2. Es kommt daher allein darauf an, ob die Hauptsacheklage rechtzeitig erhoben worden ist. Maßgeblich ist insoweit die Zustellung der Klageschrift und nicht deren Eingang bei Gericht (vgl. § 261 Abs. 1 ZPO sowie Zöller/Vollkommer, a.a.O., Rz. 32; Musielak/Huber, ZPO, 5. Aufl., § 926 Rz. 15). Soll durch die Zustellung eine Frist gewahrt werden, tritt diese Wirkung jedoch auch dann ein, wenn die Zustellung "demnächst" erfolgt (§ 167 ZPO). Die Zustellung wirkt dann auf den Zeitpunkt der Klageeinreichung zurück. Der Senat schließt sich der überwiegend vertretenen Auffassung an, dass § 167 ZPO auch im Fall des § 926 ZPO Anwendung findet (Zöller/Vollkommer, ZPO, 26. Aufl., § 926 Rz. 32; OLG Köln v. 23.6.1999 - 6 W 12/99, OLGReport Köln 1999, 400 jeweils m.w.N.).

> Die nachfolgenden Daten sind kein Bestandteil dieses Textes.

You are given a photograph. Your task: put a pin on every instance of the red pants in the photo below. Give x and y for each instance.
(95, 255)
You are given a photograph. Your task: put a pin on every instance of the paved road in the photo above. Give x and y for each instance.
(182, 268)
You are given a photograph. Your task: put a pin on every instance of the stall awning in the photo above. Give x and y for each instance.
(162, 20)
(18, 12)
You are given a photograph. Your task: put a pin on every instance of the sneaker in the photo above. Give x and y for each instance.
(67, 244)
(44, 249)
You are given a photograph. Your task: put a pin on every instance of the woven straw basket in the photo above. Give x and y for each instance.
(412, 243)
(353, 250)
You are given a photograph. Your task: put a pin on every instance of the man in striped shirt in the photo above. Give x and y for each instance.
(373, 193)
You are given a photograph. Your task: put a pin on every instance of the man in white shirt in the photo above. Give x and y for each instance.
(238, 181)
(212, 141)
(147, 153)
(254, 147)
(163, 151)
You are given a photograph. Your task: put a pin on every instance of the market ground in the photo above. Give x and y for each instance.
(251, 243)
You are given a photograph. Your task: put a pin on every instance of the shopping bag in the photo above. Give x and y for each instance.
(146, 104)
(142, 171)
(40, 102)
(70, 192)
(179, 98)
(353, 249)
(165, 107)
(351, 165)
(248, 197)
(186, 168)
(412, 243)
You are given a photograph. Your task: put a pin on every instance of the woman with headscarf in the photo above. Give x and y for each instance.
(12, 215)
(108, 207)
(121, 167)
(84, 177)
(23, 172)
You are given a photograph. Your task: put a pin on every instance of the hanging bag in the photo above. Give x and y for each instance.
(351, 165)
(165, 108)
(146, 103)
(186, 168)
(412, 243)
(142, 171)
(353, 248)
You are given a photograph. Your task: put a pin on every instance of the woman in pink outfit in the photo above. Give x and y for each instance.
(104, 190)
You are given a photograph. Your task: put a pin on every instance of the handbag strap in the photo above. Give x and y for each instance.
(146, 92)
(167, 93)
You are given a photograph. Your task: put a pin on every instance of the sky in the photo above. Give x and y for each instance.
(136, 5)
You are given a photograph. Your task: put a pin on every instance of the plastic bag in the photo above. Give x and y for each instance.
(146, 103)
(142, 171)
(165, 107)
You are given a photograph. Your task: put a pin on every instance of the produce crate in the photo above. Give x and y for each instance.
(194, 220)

Die vereinzelt in der Instanzrechtsprechung vertretene Auffassung, es komme allein auf den Zeitpunkt der Zustellung an und nicht, ob sie "demnächst" erfolge (vgl. hierzu OLG Koblenz v. 8.12.1994 - 6 U 1368/94 (Kart), NJW-RR 1995, 443, 444 sowie Musielak/Huber, a.a.O., m.w.N.), vermag nicht zu überzeugen. Das OLG Koblenz hat seine abweichende Ansicht damit begründet, dass derjenige, der einen Antrag auf Aufhebung der einstweiligen Verfügung gem. § 926 Abs. 2 ZPO stellt, im Ergebnis besonders schützenswert ist, weil die einstweilige Verfügung im summarischen Verfahren ergangen ist und dem Gläubiger daher zuzumuten ist, die zugrunde liegenden Tatsachen im ordentlichen Verfahren zu beweisen, und er nicht auf Dauer von seinem seiner Natur und Zweckbestimmung nach nur vorläufigen Titel Gebrauch machen können soll (OLG Koblenz, a.a.O.). Das Gesetz wolle ihm ke...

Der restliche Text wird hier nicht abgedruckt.